I don’t know if it is a mere coincidence or luck but it is happening with me. Last month, after a break of more than four months, I decided to go on reading spree. I picked up three books, taking them guaranteed for their similarity. But no, each one of them was unique, poles apart in subject matter. I have already written about two, here is third one, Life is What You Make it by Preeti Shenoy. I have been following her, reading reviews of her books but unable to read any, just because my wish list was already very long and then in between I kept picking books recommended by friends, social media etc. As she has written many books, I wasn’t sure for which one I should go. I followed a friend’s suggestion. And it was indeed a good one.
Life is What you Make it begins like a usual, popular love story and just after a few pages I was sure how it was going to end. Nonetheless, I was enjoying it, as I love romantic novels, when suddenly it shattered my perspective and took hold over me by its narrative. I hadn’t expected such a sharp turn in the middle of the story. Of course, there is mention of mental illness in the prologue, but the way the story turned was beyond my imagination.
Life if full of surprises, no doubts about that. Tide may turn either way, it can take you in or it may throw you out. But once you are in, into the deep water, it’s all up to your courage and conviction, your ability to fight and to struggle, and your desire to keep yourself alive. And that is what happens with Ankita Sharma, the protagonist of the novel. She is a disciplined, obedient girl who wants to excel in life. But a small passage of love in her life changes the course of her life. Had only she listened to her inner voice, it could have been altogether a different story. But that what we call the destiny.

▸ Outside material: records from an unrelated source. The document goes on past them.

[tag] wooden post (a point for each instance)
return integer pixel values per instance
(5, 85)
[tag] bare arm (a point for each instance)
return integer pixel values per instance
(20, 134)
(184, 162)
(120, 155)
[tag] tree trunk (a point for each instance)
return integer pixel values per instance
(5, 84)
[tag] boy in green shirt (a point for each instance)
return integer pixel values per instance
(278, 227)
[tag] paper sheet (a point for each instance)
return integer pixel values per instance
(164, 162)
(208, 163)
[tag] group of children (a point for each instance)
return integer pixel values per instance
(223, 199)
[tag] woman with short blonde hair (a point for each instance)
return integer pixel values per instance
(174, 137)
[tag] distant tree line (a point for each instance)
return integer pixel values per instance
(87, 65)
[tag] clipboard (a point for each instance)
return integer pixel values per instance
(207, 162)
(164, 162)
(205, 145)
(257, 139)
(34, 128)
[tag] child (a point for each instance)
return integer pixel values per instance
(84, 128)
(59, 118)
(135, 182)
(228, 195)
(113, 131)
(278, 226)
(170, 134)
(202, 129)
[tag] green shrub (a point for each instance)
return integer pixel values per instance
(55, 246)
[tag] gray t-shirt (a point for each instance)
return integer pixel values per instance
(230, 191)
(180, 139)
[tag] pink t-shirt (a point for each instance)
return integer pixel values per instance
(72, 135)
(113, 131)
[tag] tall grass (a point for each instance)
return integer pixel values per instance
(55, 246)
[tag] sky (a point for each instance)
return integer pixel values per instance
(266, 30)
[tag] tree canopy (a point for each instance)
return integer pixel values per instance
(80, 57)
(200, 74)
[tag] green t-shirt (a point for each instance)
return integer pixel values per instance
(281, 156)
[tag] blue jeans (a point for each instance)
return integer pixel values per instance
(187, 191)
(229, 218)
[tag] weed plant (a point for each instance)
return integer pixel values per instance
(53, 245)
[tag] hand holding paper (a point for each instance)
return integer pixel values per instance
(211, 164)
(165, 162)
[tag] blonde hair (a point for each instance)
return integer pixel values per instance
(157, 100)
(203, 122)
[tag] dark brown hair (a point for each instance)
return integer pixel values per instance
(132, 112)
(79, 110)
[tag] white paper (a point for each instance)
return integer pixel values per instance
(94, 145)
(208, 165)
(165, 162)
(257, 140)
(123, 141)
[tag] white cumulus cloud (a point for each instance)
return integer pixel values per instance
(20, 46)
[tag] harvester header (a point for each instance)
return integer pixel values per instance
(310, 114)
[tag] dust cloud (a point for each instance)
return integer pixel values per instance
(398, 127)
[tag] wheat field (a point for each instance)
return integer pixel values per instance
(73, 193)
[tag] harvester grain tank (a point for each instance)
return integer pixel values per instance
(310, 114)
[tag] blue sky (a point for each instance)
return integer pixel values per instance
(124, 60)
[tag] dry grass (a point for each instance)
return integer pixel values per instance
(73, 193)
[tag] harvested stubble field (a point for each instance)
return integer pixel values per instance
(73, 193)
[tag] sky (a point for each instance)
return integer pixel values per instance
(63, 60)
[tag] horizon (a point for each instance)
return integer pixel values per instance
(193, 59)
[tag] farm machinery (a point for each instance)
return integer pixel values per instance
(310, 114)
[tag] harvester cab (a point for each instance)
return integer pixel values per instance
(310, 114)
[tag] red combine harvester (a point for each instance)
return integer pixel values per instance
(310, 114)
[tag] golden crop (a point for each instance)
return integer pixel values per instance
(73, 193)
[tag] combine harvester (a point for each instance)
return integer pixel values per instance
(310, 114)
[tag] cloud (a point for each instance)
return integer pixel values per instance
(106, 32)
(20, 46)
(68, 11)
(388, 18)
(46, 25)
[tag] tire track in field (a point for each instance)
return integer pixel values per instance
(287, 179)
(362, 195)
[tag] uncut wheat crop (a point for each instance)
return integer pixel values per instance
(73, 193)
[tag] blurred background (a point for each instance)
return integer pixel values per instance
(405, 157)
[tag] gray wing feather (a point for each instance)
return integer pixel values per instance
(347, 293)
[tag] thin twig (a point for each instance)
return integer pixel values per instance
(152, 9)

A sensitive issue has been dealt in the most sophisticated manner. It is a book that gives us hope: hope to survive, hope to struggle; how to be winner, how to find alternatives and above all hope to not to be hopeless. Also it warns us not to be blind to follow a race: race for materialistic life or for dreams or for wealth or for happiness. This is my conclusion as a reader, writer’s perspectives or yours may vary. But it is a good book. The readers looking for an intense love story may face disappointment but those who just want to read a good story will certainly enjoy it.